Astronomy

NASA Spacecraft discovers that Asteroid is simply Large Ball Pit

NASA Spacecraft discovers that Asteroid is simply Large Ball Pit

In 2020, NASA’s OSIRIS-REx spacecraft would go to Bennu, an asteroid roughly 200 million miles from Earth, land briefly, gather a small sample, and return home. However, its mission was thwarted not by a Space Force scenario or a black hole anomaly, but by Bennu’s surface, which is more akin to a “plastic ball pit” than a solid surface, according to NASA in a new report.

“The spacecraft would have sunk into Bennu if it hadn’t instantly fired its engines to back away after grabbing dust and rock from the asteroid’s surface,” NASA reported. “It turns out that the particles making up Bennu’s exterior are so loosely packed and lightly bound to each other that if a person were to step onto Bennu they would feel very little resistance, as if stepping into a pit of plastic balls that are popular play areas for kids.”

When the OSIRIS-REx sunk below Bennu’s surface two years ago, it attempted to land. According to two new articles published this week by the mission’s researchers, they now know why.

“We expected the surface to be very stiff, kind of like landing on a gravel pile: a little bit of dust blowing away and a few particles rising up,” Dante Lauretta, a planetary scientist at the University of Arizona and the OSIRIS-REx mission’s main investigator, told Space.com. “However, we were stunned while we were bringing back the photographs after the event.”

We saw a giant wall of debris flying away from the sample side. For spacecraft operators, it was really frightening. We expected the surface to be very stiff, kind of like landing on a gravel pile: a little bit of dust blowing away and a few particles rising up.

Dante Lauretta

She said the surface was “soft and flowed away like a fluid.” I have never wanted to jump into anything more in my entire life, but that probably isn’t a great idea considering that it is in space and I am not an astronaut.

We also don’t know a ton about these kinds of asteroids. Patrick Michel, an OSIRIS-REx scientist and director of research at the Centre National de la Recherche Scientifique at Côte d’Azur Observatory in Nice, France told NASA that “we’re still at the beginning of understanding what these bodies are, because they behave in very counterintuitive ways.” Moreover, looking back at images from the 2020 crash that left a 65-foot-wide impact crater was pretty wild, according to Lauretta.
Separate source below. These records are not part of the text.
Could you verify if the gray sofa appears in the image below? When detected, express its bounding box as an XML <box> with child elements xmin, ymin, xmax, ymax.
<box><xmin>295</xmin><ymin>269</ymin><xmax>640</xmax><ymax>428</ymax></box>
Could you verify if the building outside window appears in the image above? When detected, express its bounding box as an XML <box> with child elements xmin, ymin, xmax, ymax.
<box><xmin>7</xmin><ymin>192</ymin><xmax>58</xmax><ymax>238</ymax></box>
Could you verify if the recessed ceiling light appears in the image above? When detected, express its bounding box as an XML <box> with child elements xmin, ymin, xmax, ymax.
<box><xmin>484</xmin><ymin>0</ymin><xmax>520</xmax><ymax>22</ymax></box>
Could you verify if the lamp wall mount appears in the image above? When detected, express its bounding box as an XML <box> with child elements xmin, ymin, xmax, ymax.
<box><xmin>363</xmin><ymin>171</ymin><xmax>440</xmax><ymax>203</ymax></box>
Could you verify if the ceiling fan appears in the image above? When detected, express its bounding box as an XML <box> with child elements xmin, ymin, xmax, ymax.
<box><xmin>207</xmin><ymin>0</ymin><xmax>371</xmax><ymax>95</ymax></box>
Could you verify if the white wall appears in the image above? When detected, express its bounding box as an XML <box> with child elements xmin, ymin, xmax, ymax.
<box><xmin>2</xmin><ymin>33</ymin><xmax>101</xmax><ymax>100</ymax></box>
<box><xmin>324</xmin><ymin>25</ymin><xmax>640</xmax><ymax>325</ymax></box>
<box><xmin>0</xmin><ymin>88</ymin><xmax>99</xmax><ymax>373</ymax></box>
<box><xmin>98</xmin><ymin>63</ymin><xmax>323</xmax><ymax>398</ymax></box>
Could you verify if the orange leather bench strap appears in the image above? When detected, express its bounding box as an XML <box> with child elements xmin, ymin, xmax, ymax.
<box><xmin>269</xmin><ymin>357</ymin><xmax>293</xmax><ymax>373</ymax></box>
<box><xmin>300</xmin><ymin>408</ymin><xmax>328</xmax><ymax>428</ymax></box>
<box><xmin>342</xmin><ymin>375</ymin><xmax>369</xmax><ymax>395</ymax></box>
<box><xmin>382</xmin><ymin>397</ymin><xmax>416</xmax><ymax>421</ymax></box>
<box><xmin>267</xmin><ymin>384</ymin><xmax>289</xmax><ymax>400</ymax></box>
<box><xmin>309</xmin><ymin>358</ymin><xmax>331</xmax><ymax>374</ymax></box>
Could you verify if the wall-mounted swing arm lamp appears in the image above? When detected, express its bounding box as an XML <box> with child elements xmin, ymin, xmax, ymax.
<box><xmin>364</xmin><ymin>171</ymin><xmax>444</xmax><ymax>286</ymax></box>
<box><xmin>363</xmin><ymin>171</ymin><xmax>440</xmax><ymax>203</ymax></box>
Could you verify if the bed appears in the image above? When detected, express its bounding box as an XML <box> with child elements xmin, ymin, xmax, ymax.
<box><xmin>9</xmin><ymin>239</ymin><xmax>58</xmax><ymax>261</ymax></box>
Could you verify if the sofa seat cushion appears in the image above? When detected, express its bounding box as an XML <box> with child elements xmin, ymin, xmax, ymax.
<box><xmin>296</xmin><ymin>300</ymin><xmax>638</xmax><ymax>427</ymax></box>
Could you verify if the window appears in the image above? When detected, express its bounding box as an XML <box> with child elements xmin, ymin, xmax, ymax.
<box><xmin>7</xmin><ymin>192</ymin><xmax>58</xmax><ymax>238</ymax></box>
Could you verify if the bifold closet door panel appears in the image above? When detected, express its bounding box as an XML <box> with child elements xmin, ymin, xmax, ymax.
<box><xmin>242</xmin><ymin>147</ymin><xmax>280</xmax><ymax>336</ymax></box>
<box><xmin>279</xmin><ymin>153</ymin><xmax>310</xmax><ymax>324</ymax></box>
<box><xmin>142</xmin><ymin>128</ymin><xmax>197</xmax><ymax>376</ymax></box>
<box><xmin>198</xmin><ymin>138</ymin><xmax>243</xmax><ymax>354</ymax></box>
NASA-Spacecraft-discovers-that-Asteroid-is-simply-Large-Ball-Pit-1
NASA spacecraft finds that asteroid is just big ball pit

“We saw a giant wall of debris flying away from the sample side,” Lauretta said, dashing my hopes of sinking into an entire asteroid-size Chuck E. Cheese attraction. “For spacecraft operators, it was really frightening.”

Despite its delicate and fluffy appearance, Space.com describes Bennu as “one of the most deadly asteroids currently known,” because a collision with Earth would inflict “continent-wide damage on our planet.” Fortunately, NASA believes the impact is extremely unlikely – 1 in 2,700 between the years 2175 and 2199, to be exact.

The results were so unexpected that the researchers returned the ship to Bennu six months later. The second mission’s imaging revealed that OSIRIS-REx had left a 65-foot-wide impact crater called “Nightingale” in its aftermath.

According to a NASA statement, the experts believe Bennu’s unexpected fluff is hidden in its mass. The particles that make up the asteroid’s surface are both loosely packed and lightly bonded, which means that while it appears solid, there is a lot of empty space underneath. As a result, NASA claims that getting onto the asteroid is like “stepping into a pit of plastic balls.” Yes, like the ones at Chuck E. Cheese’s.

The research is intriguing, but it’s also a little nerve-racking. According to the researchers, because Bennu is held together by so little force, an impact with Earth would likely cause the asteroid to break within our Pale Blue Dot’s atmosphere – a totally different type of threat than a collision with a hard celestial body.